F1: If you are behind, the cost cap makes it hard to catch up – Wolff
–by Mark Cipolloni–
The FIA shortened the DRS zone in Baku without asking the drivers for their opinion, and as a result the race was a rather borefest.
“It was not a thriller,” Mercedes team principal Toto Wolff said after the race.
“No overtaking, even with a big pace difference, made it not great entertainment.
“Even if you are within 0.2secs, it is nearly impossible to overtake unless the other driver makes a mistake.”
However, Wolff stopped short of saying the new rules introduced in 2022 were at fault.
“After a race weekend like this, we mustn’t talk it down overall and say it is the wrong direction, and we need to change completely,” he said.
“It is more about asking why it wasn’t entertaining, and revisit it.
“We need to look at how we can avoid a boring race.”
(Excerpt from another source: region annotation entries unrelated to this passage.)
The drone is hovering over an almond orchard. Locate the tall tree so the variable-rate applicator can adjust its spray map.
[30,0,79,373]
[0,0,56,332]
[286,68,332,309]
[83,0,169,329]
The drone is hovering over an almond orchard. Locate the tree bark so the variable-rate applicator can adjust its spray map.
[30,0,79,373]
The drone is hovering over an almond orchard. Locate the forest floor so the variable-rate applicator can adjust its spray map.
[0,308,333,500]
“You have two cars sailing off into the sunset on merit and there is a 20-second gap, and I wouldn’t know between Aston Martin and Ferrari and us who was quicker because you are stuck where you are stuck and that is pretty much it.”
Wolff said that Mercedes’ lack of performance was “more about ride control than sheer downforce”.
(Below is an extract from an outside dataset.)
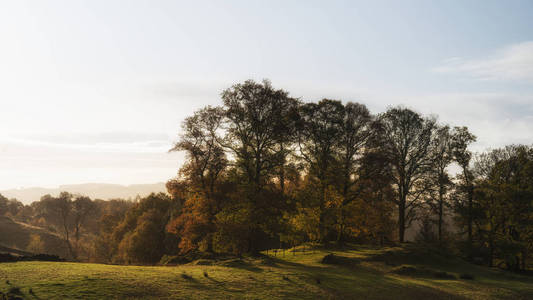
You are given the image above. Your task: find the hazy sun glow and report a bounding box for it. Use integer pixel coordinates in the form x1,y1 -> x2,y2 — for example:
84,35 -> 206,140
0,1 -> 533,189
“You can see their car is barely moving, be it on straights or over bumps,” Wolff said of the Red Bull. “Corner-through balance looks easy. You look at all the other onboards and the cars are tricky. Generally, ground-effect cars are rubbish cars, it is just who has the least rubbish is ahead.”
However, he said it was the responsibility of the other teams to catch up with Red Bull.
“We see a pattern,” Wolff said. “There are two Red Bulls, and then there are six cars, and a long way off is the third division. That has been the pattern the first four races and we have to shake that up somehow.
“They were 20 seconds ahead of [Ferrari’s Charles] Leclerc after 40 racing laps, so it is half a second a lap. At least we have seen they were pushing, so that is the real pace. Half a second is quite a long way to go.
“We either have to do a better job all of us together to catch them or change the regulations, and I don’t think we should be doing the second one. We just need to win on merit and that means being more clever than Red Bull.”
Wolff said that prior to the cost cap implementation they would have already brought an entirely new car to race, but now they must be clever in how they spend their money, or risk a cost cap breach.
As good as the cost cap is in keeping costs in check, it has the downside of stopping the teams making more significant changes to try and catch up.
Of course, without a cost cap, Red Bull might deliver an entire new car and stretch their advantage – hence it is like a dog chasing its tail.